Planung der Korrekturosteotomie: Da die Fehlstellung eine Kombination aus Carpus Valgus, Procurvatum des Radius und externer Rotation der Pfote war, wurde eine Computertomografie der Vorderextremitäten durchgeführt. Die DICOM-Daten wurden an einen 3-D-Dienstleister geschickt und es wurde mithilfe einer Computer-Aided-Design-Software (CAD) eine virtuelle 3-D-Rekonstruktion der Extremitäten durchgeführt. Die Korrektur der Fehlstellung, welche eine Closing Wedge Osteotomy erforderte, wurde virtuell geplant (Abb. 2). Anschließend wurden patientenspezifische Säge- und Reduktionshilfen designt. Die Knochenmodelle, Säge- und Reduktionshilfen wurden mit einem Stereolithografie-3-D-Drucker erstellt. Als Druckmaterial wurde bikompatibles, autoklavierbares Dental-SG-Resin verwendet.
Operation: Der Patient wurde unter Allgemeinanästhesie in Rückenlage positioniert. Es wurde ein craniolateraler Zugang zum linken Radius gemacht. Eine Tenotomie der Sehne des M. abductor pollicis longus und Mobilisierung der Strecksehnen war notwendig, um die korrekte Position der Sägehilfe zu finden. Da die Sägehilfe der Knochenoberfläche angepasst und gedruckt wurde, gab es nur eine Position, an der sie sich ohne Spaltenbildung oder Aufkanten an den Knochen anlegen ließ. Sobald die optimale Position gefunden war, wurde die Sägehilfe mit vier 2-mm-Steinmann-Pins am Radius fixiert (Abb. 3). Im nächsten Schritt wurden entlang der Sägehilfe die Osteotomien durchgeführt. Danach wurde die Sägehilfe entfernt, wobei alle vier Steinmann-Pins im Knochen verblieben. Um die Fehlstellung zu korrigieren und die Fragmente in Position zu halten, wurden der Osteotomiespalt reduziert und die Reduktionshilfe auf die Pins aufgesteckt (Abb. 4). Die Reduktionshilfe kann nur bei korrekt korrigierter Fehlstellung ohne Probleme über die Pins geschoben werden. Danach wurde die Osteotomie mit einer 3,5-mm- 12-Loch-T-Platte mit sieben Locking-Schrauben stabilisiert. Die Operationswunde wurde routinemäßig verschlossen. Die postoperativen Röntgen ergaben eine gute Position der Implantate, gute Kompression der Osteotomie und zufriedenstellende Korrektur der Fehlstellung.

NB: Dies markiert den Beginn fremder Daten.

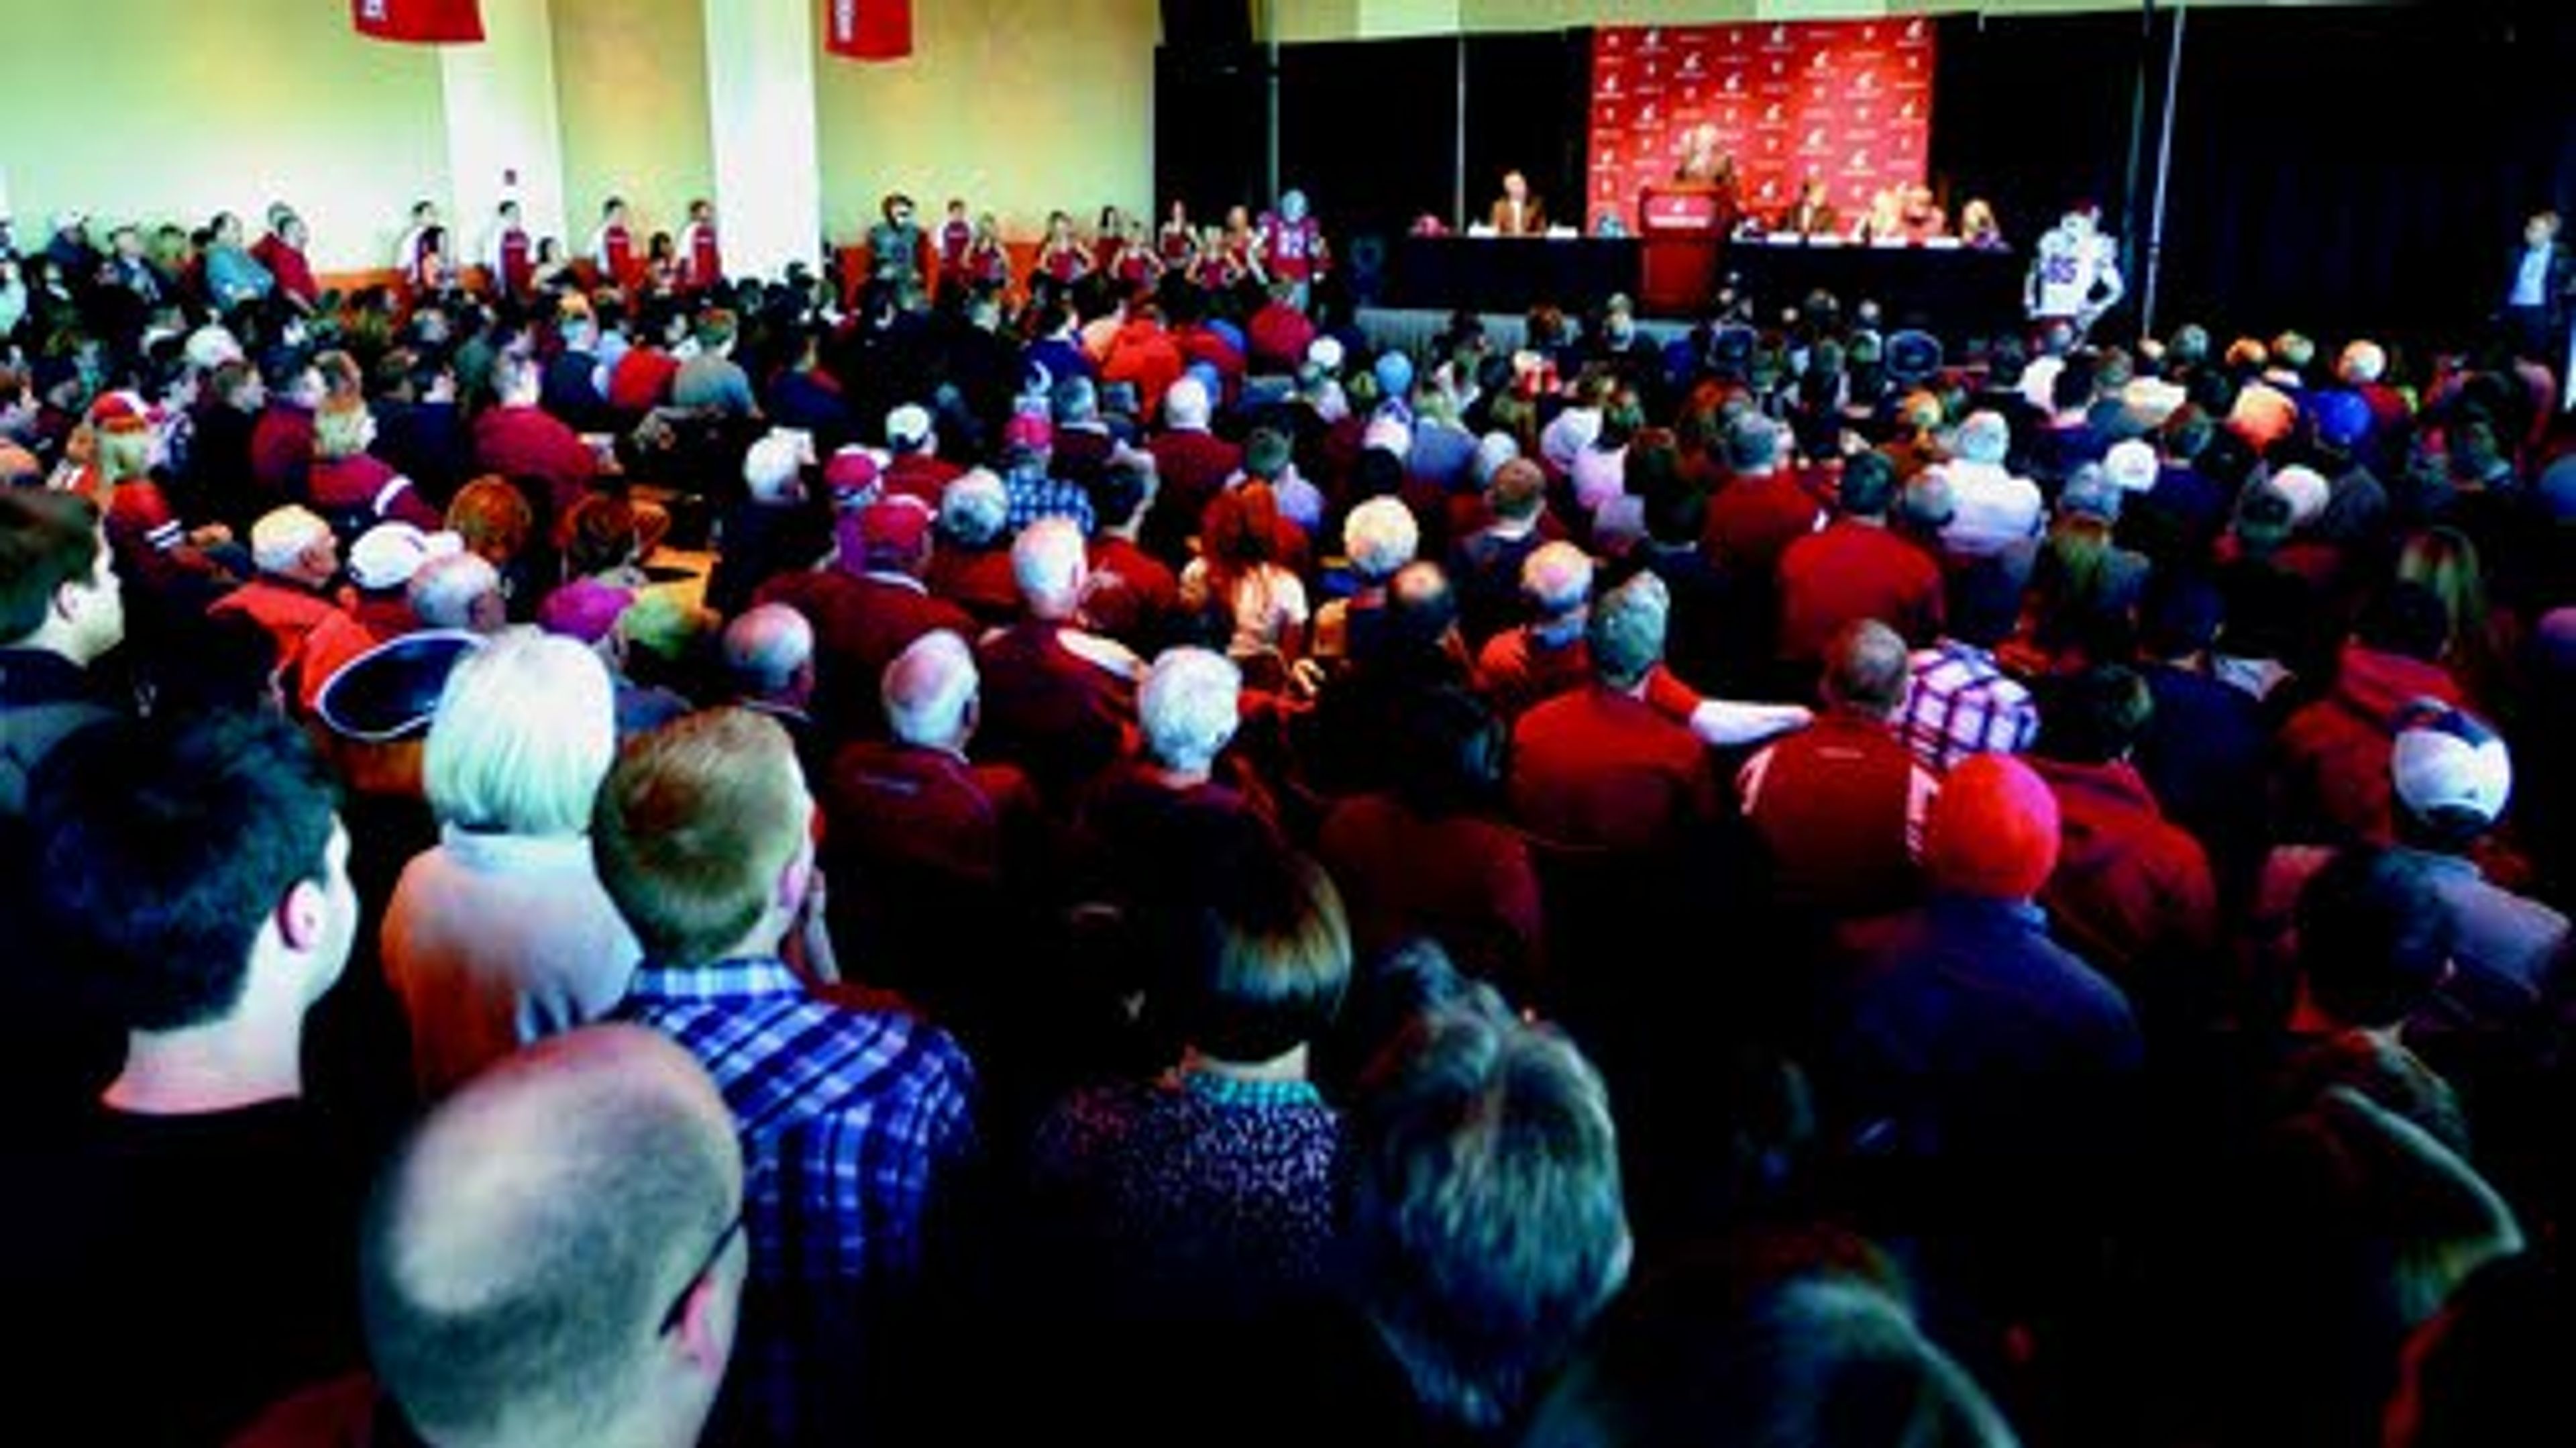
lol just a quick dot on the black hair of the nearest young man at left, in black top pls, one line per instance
(161, 854)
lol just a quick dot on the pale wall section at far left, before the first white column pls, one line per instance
(158, 110)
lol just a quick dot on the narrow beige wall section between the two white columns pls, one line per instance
(632, 97)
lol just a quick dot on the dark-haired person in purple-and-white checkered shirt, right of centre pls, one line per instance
(1959, 700)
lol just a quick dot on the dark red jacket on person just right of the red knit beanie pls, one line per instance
(2132, 893)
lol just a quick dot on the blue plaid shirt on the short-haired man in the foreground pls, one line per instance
(849, 1125)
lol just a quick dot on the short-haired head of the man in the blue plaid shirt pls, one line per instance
(694, 828)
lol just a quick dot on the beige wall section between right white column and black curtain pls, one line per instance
(1019, 107)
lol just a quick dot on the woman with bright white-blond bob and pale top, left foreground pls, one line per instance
(504, 934)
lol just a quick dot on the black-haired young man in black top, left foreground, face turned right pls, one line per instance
(200, 875)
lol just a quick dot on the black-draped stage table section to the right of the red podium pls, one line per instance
(1946, 290)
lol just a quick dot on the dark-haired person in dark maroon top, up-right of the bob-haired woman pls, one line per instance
(1428, 857)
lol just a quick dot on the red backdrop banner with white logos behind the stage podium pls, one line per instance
(1846, 102)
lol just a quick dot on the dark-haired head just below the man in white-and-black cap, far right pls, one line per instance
(2374, 939)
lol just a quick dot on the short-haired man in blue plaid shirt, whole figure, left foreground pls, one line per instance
(705, 841)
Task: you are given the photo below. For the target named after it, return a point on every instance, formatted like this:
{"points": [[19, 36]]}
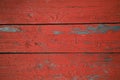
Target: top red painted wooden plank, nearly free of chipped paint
{"points": [[59, 11]]}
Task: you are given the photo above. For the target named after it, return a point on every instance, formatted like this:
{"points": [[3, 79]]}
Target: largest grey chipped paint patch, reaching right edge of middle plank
{"points": [[99, 29]]}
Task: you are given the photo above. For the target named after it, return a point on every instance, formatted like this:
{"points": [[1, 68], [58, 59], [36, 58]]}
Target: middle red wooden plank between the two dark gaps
{"points": [[60, 38]]}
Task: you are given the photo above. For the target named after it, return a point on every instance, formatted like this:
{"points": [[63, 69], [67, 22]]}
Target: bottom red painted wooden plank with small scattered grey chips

Weiterer Verlauf: Der Patient wurde einen Tag nach der Operation mit einem Stützverband und einem nicht steroidalen Antiphlogistikum (NSAID) für zwei Wochen entlassen. Der Verband wurde zwei Tage später beim Haustierarzt entfernt. Die Besitzer bekamen die Anweisung, den Hund für die folgenden sechs Wochen nur an der Leine zu führen und jegliche Aktivität auf ein Minimum zu reduzieren. Bei der Sechs-Wochen-Kontrolle war der Patient lahmheitsfrei. Es waren jedoch ein ggr. verbleibender Carpus Valgus und auch eine Verkürzung der Extremität ersichtlich. Beide Veränderungen wurden gut kompensiert und waren ohne jegliche klinische Konsequenz. Am Kontrollröntgen konnte ein gutes Voranschreiten der Knochenheilung gesehen werden. Der Patient wurde daraufhin mit der Anweisung, die Aktivität in den folgenden sechs Wochen auf normales Niveau zu steigern, entlassen. 10 Monate nach der OP geht es dem Hund sehr gut.